In contrast, the climate describes the long-term pattern of weather conditions. An obvious comparison between the two is that if we see a decade-on-decade increase in the average temperature of the Earth’s atmosphere (a.k.a climate), we will not always experience an increase in the average weather temperature for any given season.
When we talk about climate change, we really mean the long-term effects we see on the averages of daily weather. Today, most kids (even adults) dream of waking up to a snowy Christmas, as their parents or grandparents may have once described. However, many of us haven’t experienced a white Christmas for quite some time (except in those much colder parts of the world like Norway, where Sara lives). The drastic volume change in snow in the recent European winter seasons is a jarring indicator that the climate has indeed altered since our parents or grandparents were young.
Climate change is now also a rather brow-wiping experience for the tech industry, and the failures of many data centers during the unprecedented European heatwave in 2022 were a harsh reminder of that.
How about global warming? How is it related to climate change?
Most people use climate change and global warming interchangeably. However, as clarified, the former refers to the Earth’s local, regional, and global climates based on the prolonged variation in the average weather patterns. In contrast, the latter specifically refers to the persistent warming of the Earth’s surface and, even more importantly, the oceans, since the pre-industrial era.
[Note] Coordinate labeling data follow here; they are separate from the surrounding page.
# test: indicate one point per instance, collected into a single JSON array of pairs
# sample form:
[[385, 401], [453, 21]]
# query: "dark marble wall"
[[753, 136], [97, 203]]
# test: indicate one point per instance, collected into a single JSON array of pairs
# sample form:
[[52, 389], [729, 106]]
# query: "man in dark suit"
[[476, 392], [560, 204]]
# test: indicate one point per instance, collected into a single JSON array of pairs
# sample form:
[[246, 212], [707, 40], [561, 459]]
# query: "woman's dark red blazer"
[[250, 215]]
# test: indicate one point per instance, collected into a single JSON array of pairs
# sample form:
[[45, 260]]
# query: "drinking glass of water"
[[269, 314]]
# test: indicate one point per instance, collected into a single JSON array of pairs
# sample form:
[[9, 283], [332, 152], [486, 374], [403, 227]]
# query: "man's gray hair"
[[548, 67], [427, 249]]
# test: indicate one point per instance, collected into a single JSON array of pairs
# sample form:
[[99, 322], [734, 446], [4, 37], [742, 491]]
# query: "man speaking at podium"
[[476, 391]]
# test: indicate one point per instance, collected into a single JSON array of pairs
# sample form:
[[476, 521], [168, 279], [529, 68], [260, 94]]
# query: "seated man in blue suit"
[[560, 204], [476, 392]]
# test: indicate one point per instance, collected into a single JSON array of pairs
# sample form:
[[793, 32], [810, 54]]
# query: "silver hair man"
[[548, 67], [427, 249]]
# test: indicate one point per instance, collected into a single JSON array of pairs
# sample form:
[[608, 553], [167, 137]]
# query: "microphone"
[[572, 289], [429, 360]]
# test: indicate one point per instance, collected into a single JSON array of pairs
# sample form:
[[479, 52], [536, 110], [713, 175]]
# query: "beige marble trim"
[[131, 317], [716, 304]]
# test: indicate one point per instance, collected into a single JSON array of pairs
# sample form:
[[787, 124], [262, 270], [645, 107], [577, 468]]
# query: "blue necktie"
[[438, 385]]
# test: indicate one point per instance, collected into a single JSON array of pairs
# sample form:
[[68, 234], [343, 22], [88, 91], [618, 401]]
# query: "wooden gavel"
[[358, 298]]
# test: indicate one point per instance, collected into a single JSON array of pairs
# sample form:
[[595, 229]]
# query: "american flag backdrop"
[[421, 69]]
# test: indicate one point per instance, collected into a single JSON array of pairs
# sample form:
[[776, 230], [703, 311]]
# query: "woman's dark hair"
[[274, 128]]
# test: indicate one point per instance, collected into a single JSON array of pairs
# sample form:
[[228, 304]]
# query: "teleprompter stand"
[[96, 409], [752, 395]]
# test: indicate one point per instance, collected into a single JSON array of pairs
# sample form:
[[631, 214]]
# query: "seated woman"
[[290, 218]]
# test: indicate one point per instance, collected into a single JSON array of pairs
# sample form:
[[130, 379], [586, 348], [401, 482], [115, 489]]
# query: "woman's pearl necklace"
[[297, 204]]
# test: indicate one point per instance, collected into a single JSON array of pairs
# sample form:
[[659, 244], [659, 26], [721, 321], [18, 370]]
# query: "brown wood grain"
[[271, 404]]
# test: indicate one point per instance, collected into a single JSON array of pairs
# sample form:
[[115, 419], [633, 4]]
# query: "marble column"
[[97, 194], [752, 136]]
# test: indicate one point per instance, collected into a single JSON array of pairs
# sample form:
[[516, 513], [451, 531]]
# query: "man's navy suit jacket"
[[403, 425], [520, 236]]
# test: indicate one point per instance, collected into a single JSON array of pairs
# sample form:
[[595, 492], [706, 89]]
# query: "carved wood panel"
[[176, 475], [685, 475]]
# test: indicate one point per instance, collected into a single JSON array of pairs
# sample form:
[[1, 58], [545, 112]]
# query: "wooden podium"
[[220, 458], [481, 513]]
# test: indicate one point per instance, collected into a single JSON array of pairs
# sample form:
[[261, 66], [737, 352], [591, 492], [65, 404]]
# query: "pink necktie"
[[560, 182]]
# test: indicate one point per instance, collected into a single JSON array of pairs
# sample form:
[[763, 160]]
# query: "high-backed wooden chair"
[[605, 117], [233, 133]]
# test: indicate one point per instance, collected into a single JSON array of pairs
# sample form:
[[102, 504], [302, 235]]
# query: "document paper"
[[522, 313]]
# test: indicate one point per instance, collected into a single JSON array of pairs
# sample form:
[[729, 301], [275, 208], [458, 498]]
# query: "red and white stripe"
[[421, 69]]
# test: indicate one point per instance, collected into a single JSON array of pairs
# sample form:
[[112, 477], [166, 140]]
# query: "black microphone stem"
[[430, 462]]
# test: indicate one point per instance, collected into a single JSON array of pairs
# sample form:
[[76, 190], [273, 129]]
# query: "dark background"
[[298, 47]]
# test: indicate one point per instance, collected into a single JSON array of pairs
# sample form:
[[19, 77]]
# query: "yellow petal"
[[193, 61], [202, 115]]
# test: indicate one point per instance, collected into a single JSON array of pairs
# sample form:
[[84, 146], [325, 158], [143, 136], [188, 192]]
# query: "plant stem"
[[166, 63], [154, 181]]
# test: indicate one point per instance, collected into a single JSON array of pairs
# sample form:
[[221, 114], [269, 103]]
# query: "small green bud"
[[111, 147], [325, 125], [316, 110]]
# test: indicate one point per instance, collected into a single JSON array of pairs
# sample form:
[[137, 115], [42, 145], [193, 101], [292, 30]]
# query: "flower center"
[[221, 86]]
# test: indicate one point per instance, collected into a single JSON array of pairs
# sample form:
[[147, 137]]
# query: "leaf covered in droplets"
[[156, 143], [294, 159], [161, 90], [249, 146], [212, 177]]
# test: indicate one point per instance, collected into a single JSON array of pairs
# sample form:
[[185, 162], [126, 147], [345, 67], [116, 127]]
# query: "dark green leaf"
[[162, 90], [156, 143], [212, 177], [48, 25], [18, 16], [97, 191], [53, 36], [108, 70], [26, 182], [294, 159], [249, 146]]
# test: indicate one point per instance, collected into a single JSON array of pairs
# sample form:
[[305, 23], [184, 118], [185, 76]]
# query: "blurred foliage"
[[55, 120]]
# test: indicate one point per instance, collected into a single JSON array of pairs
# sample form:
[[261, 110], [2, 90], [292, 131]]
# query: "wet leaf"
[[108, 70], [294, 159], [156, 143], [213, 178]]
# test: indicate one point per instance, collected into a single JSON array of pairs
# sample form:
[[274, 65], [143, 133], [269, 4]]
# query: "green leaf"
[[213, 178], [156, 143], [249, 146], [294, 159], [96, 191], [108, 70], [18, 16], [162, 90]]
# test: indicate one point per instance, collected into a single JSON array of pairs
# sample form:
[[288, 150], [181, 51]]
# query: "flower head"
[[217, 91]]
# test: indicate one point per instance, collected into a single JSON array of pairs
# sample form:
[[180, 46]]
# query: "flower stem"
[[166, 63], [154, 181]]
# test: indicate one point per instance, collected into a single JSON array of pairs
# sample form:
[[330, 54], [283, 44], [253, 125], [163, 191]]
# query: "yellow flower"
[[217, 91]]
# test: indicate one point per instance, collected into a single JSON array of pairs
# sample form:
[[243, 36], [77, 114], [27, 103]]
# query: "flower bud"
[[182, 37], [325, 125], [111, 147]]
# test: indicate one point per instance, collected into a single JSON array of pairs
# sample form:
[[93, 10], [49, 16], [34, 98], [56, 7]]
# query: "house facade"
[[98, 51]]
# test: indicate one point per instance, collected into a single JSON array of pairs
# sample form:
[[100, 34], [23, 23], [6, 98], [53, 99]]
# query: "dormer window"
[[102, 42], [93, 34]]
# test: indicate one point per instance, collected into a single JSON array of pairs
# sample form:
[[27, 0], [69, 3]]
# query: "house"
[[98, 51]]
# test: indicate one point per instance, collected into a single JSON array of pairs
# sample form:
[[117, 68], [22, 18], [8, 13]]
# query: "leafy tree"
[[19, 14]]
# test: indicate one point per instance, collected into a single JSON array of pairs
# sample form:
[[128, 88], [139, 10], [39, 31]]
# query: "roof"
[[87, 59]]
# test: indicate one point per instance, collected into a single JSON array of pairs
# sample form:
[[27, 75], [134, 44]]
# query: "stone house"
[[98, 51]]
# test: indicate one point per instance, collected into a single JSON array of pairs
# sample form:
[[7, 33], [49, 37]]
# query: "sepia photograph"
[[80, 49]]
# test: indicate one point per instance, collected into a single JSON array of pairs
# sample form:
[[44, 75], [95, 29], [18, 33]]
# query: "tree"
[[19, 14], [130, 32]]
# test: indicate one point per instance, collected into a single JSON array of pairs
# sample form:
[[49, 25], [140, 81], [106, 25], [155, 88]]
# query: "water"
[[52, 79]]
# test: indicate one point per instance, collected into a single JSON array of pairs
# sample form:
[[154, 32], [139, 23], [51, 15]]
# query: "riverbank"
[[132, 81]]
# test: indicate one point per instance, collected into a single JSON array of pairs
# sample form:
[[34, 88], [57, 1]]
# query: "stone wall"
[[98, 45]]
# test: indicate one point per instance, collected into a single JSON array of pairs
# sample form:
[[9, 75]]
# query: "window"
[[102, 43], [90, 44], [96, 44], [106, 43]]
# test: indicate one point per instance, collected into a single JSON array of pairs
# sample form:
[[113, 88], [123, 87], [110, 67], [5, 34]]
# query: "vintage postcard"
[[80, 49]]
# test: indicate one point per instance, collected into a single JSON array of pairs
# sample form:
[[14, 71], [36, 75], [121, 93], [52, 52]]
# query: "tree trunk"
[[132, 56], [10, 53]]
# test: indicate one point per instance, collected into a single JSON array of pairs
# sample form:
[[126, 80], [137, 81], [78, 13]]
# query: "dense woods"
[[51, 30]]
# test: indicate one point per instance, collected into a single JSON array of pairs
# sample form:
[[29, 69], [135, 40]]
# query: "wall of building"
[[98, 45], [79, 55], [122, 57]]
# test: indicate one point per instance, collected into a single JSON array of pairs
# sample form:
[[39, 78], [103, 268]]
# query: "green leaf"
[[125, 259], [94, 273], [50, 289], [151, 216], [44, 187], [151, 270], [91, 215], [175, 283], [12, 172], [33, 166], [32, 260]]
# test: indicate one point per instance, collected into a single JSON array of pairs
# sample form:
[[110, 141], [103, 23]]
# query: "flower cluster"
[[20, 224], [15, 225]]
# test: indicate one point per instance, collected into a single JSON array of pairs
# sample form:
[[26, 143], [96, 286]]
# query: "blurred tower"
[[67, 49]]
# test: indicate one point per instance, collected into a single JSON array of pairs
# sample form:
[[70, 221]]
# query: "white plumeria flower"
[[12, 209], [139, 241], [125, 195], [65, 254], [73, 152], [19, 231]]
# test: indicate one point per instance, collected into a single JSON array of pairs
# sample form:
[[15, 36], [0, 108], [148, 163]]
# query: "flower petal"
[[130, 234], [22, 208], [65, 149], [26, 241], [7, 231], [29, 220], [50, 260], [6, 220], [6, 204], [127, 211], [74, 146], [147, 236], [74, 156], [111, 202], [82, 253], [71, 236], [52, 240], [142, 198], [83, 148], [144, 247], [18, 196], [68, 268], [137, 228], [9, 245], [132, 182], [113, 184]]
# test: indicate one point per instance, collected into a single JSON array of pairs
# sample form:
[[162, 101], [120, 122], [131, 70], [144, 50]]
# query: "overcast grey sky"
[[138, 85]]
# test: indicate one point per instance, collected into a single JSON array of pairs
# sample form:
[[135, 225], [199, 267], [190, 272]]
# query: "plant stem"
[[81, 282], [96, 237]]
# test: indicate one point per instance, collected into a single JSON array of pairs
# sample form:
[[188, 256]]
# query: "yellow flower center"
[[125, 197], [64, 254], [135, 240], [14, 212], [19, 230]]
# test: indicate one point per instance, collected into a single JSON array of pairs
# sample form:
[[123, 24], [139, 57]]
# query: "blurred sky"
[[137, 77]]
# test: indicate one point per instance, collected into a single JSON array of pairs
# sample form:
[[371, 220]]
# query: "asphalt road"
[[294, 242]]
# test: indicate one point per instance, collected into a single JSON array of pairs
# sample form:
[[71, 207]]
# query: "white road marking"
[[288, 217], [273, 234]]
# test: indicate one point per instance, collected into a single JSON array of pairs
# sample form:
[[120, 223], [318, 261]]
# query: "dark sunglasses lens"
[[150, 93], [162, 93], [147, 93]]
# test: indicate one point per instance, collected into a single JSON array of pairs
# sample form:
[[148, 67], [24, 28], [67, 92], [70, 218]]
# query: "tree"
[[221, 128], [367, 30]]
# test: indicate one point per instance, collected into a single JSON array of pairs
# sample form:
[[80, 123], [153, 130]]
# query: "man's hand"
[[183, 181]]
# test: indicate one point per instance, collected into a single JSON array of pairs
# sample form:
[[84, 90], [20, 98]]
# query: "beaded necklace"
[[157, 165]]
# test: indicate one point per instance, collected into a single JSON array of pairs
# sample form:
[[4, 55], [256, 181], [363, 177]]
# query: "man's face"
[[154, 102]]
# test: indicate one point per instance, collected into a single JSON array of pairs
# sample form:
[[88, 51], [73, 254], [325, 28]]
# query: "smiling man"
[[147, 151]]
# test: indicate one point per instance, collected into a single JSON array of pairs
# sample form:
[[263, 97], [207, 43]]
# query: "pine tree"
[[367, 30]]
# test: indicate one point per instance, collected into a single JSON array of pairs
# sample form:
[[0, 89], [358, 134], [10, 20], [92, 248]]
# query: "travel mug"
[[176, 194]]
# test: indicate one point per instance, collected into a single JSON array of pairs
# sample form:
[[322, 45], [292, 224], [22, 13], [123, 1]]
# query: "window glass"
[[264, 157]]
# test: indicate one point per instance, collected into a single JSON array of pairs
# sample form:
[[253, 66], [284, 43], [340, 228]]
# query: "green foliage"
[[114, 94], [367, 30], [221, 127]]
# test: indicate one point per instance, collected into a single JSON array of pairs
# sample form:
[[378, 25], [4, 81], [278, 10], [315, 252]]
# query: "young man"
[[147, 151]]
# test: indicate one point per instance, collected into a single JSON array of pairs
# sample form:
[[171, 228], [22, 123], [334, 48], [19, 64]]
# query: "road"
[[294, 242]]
One last point about the climate we want to bring home is that the climate has always been changing. Remember ice ages and dinosaurs? There is plenty of evidence that the Earth has cooled down and heated up numerous times over millions or even billions of years. However, those changes occurred slowly. The genuine concern now (and since the 1980s) is the current rapid rate of change.
Finally, the international community has started to come together to address the changes necessary to mitigate and reverse the impact of climate change and global warming. This section will briefly cover those changes and how you can stay informed about them.
The most noteworthy initial effort was the Paris Climate Agreement, an international treaty created and adopted in 2015 by 196 parties to limit the increase in Earth's temperature. A party here refers to a regional economic integration organization, such as the European Union, or a country that has entered and accepted the agreement.
This milestone signaled a change in the right direction from the global community, with a strong emphasis on keeping the global mean temperature rise to 2 degrees Celsius (preferably 1.5° C) compared to pre-industrial times. The agreement functions on a 5-year review cycle with a heavy focus on supervising the implementation of economic and social transformation across the globe with the best available science.
The first Conference of the Parties (COP21) in Paris, France, was where the Paris Climate Agreement was adopted. A COP is an annual event involving all signing parties governed by the United Nations Framework Conventions on Climate Change (UNFCCC), which is an international entity created to combat "dangerous human interference with the climate system." At the conference, the UNFCCC and all parties' representatives examine each party’s progress against the overall goal of the UNFCCC: to limit global mean temperature rise.
There are several ways to stay on top of the worldwide effort to limit climate change. For example, the GHG protocol, developed jointly by the World Business Council for Sustainable Development (WBCSD) and the World Resources Institute (WRI), provides a consistent and transparent methodology to measure and report on carbon impact.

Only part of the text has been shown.